United States Attorney for the District of Connecticut
- In office 1934–1945
- President: Franklin D. Roosevelt
- Preceded by: George H. Cohen
- Succeeded by: Adrian W. Maher

Personal details
- Born: Robert Paul Butler December 25, 1883 Prairieville, Michigan
- Died: February 8, 1971 (aged 86) Hartford, Connecticut
- Party: Democratic Party
- Education: Cornell University (B.A., 1905) Trinity College (Connecticut) (M.A., 1906)
- Profession: Lawyer

= Robert P. Butler =

American attorney and politician (1883–1971)

Robert Paul Butler (December 25, 1883 – February 8, 1971) was an American attorney who served as the United States Attorney for the District of Connecticut.

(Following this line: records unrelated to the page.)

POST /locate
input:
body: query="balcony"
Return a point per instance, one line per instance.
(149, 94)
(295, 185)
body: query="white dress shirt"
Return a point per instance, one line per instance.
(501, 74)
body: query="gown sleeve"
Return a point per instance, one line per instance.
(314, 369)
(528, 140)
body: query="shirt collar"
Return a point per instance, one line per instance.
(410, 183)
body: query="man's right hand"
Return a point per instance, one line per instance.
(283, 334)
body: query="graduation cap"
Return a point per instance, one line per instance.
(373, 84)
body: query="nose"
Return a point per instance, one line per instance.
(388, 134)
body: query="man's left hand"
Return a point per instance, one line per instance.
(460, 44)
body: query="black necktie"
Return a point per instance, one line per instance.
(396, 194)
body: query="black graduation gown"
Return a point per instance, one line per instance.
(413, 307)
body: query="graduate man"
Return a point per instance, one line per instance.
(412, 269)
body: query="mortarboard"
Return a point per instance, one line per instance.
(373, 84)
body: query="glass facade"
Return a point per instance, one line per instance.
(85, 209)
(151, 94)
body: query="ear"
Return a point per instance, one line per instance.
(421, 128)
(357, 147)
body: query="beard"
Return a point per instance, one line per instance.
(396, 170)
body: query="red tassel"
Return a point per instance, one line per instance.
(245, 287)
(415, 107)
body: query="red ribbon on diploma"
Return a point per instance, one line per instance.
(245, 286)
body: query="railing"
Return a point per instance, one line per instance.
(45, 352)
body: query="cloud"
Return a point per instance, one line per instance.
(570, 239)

==Early life and education==
Robert P. Butler was born in Prairieville, Michigan, on Christmas 1883. He graduated with a Bachelor of Arts degree from Cornell University in 1905 and earned a Master of Arts from Trinity College in 1906. Rather than attending a formal law school, Butler learnt law through reading the law and was admitted to the Connecticut Bar in 1915 and later to the federal courts.

==Legal career==
He was appointed by President Franklin D. Roosevelt to serve as United States Attorney for the District of Connecticut in 1934 a position he held until 1945. He handled significant cases during his tenure, including legal issues arising from World War II and the 1944 Ringling Brothers and Barnum & Bailey Circus fire, which killed 168 people. Butler chaired a committee that managed the arbitration of over $1 million in claims related to the fire, earning praise for his ethical handling of the case. Following his federal service, he returned to private practice as a senior partner at Butler, Volpe & Sacco and served as president of the Hartford County Bar Association in 1948.

==Personal life==
Butler was a resident of West Hartford, Connecticut, where he lived for over 65 years. He was actively involved in the community, including being a member of the Asylum Hill Congregational Church. Butler was also a patron of the arts, participating in a choral club and writing music and theater critiques for the Hartford Courant.

==Death and legacy==
Robert P. Butler died on February 8, 1971, at the age of 87 in his home in West Hartford.